Again, the sadness in Sam’s expression deepened, when Athena had expected it to ease. He looked away. When he looked back, he signed, “That sounds awesome, but I can’t. Mom wants me home to help ... do a repair in the stable.”
He was lying. If her instinctual understanding of Sam hadn’t been enough to be sure he was lying, he’d said in this very phone call, not ten minutes earlier, that he had nothing going on tonight and was probably going to hang out in bed playing Xbox.
Sam didn’t want to hang out with her.
With a small few exceptions for their occasional squabbles over the years, she didn’t think he had ever not wanted to hang out with her when he was free. And she knew for a fact he’d never lied about it. Why would he lie?

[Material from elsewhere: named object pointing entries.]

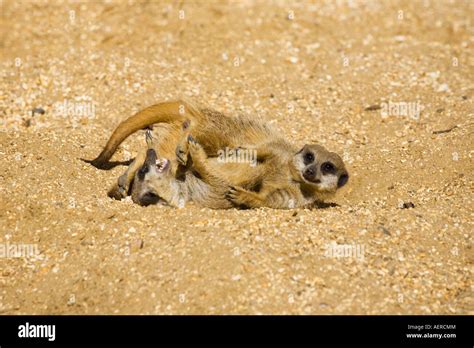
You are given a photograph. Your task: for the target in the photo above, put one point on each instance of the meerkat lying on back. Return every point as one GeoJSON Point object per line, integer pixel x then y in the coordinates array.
{"type": "Point", "coordinates": [155, 182]}
{"type": "Point", "coordinates": [284, 176]}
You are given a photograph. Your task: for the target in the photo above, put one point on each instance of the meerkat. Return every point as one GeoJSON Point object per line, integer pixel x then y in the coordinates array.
{"type": "Point", "coordinates": [284, 176]}
{"type": "Point", "coordinates": [154, 182]}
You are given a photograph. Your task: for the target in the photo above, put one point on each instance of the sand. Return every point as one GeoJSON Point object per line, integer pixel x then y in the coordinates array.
{"type": "Point", "coordinates": [387, 85]}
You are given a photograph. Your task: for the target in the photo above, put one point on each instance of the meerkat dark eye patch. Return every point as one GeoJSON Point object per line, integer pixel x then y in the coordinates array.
{"type": "Point", "coordinates": [328, 168]}
{"type": "Point", "coordinates": [308, 157]}
{"type": "Point", "coordinates": [149, 198]}
{"type": "Point", "coordinates": [342, 180]}
{"type": "Point", "coordinates": [143, 170]}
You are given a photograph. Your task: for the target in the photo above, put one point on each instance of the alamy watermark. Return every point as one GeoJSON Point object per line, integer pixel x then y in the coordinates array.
{"type": "Point", "coordinates": [12, 250]}
{"type": "Point", "coordinates": [79, 107]}
{"type": "Point", "coordinates": [407, 109]}
{"type": "Point", "coordinates": [238, 155]}
{"type": "Point", "coordinates": [344, 250]}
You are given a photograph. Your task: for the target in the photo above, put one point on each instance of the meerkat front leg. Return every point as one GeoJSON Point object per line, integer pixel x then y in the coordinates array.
{"type": "Point", "coordinates": [120, 189]}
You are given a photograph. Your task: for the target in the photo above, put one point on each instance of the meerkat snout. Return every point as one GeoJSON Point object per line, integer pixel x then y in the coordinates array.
{"type": "Point", "coordinates": [320, 168]}
{"type": "Point", "coordinates": [149, 179]}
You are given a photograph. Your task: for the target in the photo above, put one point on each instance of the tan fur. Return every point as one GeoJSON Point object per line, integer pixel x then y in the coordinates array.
{"type": "Point", "coordinates": [275, 181]}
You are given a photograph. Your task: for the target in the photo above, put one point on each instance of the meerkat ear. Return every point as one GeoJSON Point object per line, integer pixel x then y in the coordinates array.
{"type": "Point", "coordinates": [186, 124]}
{"type": "Point", "coordinates": [302, 149]}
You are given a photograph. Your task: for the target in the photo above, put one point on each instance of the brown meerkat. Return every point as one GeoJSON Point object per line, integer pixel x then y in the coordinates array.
{"type": "Point", "coordinates": [284, 177]}
{"type": "Point", "coordinates": [155, 183]}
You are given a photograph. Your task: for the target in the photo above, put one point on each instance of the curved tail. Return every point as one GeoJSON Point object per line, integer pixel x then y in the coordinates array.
{"type": "Point", "coordinates": [165, 112]}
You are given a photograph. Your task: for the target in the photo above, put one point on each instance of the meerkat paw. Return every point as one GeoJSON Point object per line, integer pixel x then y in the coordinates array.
{"type": "Point", "coordinates": [195, 150]}
{"type": "Point", "coordinates": [182, 153]}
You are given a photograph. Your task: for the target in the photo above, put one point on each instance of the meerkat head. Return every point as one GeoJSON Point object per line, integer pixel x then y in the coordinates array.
{"type": "Point", "coordinates": [151, 184]}
{"type": "Point", "coordinates": [323, 170]}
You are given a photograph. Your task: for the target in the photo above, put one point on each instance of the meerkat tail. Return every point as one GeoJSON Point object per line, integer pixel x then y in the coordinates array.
{"type": "Point", "coordinates": [165, 112]}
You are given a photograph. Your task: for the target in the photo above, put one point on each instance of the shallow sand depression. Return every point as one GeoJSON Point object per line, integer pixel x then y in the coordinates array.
{"type": "Point", "coordinates": [387, 85]}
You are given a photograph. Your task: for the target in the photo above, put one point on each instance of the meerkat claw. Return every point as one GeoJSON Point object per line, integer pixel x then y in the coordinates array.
{"type": "Point", "coordinates": [191, 139]}
{"type": "Point", "coordinates": [149, 138]}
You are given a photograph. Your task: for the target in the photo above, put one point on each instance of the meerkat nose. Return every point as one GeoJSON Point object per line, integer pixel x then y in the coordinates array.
{"type": "Point", "coordinates": [342, 180]}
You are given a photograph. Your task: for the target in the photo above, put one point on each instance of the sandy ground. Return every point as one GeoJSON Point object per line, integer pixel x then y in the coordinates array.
{"type": "Point", "coordinates": [312, 70]}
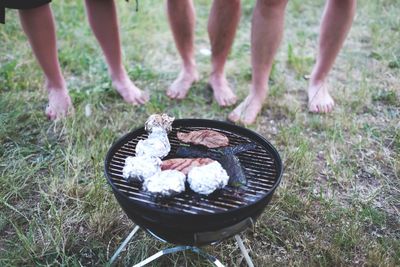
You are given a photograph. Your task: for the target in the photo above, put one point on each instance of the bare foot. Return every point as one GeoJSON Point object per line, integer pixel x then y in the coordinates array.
{"type": "Point", "coordinates": [319, 99]}
{"type": "Point", "coordinates": [60, 104]}
{"type": "Point", "coordinates": [180, 87]}
{"type": "Point", "coordinates": [247, 111]}
{"type": "Point", "coordinates": [223, 94]}
{"type": "Point", "coordinates": [129, 92]}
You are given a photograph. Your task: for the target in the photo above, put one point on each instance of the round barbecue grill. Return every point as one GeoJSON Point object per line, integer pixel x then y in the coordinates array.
{"type": "Point", "coordinates": [190, 218]}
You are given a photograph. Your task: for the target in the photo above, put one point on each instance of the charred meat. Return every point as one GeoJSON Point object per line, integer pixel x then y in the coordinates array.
{"type": "Point", "coordinates": [208, 138]}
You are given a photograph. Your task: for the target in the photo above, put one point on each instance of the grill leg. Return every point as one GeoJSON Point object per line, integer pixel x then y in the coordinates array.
{"type": "Point", "coordinates": [244, 251]}
{"type": "Point", "coordinates": [178, 249]}
{"type": "Point", "coordinates": [123, 245]}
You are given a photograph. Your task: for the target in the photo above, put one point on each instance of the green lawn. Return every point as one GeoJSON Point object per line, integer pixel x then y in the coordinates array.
{"type": "Point", "coordinates": [338, 204]}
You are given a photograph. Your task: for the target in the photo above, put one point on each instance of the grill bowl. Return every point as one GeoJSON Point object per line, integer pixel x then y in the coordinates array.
{"type": "Point", "coordinates": [189, 218]}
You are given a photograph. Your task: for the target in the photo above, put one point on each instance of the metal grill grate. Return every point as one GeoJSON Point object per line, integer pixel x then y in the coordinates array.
{"type": "Point", "coordinates": [258, 164]}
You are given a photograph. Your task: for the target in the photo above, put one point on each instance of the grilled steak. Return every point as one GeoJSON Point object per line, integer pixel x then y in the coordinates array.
{"type": "Point", "coordinates": [208, 138]}
{"type": "Point", "coordinates": [184, 165]}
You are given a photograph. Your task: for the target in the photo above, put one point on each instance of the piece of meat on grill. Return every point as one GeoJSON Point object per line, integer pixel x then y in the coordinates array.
{"type": "Point", "coordinates": [208, 138]}
{"type": "Point", "coordinates": [184, 164]}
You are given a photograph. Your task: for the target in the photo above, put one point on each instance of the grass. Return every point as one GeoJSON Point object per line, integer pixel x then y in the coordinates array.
{"type": "Point", "coordinates": [338, 204]}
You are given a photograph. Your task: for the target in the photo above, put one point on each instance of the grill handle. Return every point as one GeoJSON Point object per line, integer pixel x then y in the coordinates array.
{"type": "Point", "coordinates": [209, 237]}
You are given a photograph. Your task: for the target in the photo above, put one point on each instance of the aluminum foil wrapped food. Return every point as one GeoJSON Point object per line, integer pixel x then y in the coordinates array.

As she was trying to figure out how to respond, whether to let him have his lie or to call him on it, Sam signed, “Hey, there’s somebody at the pumps and Monty’s in the john. I have to go. Talk to you later, okay?”
“Okay. Hey—I love you, Samwise.”
Sam flinched.
He flinched.
And then he ended the call.
Athena stared at the Sam-less screen for a long time. Something was going on with him. Maybe it was simply the stress of prospecting. Maybe her situation and his frustration at not being able—not being allowed—to do something about it was just too much stress on top of the prospecting stuff. But if it was that, why wouldn’t he be honest with her?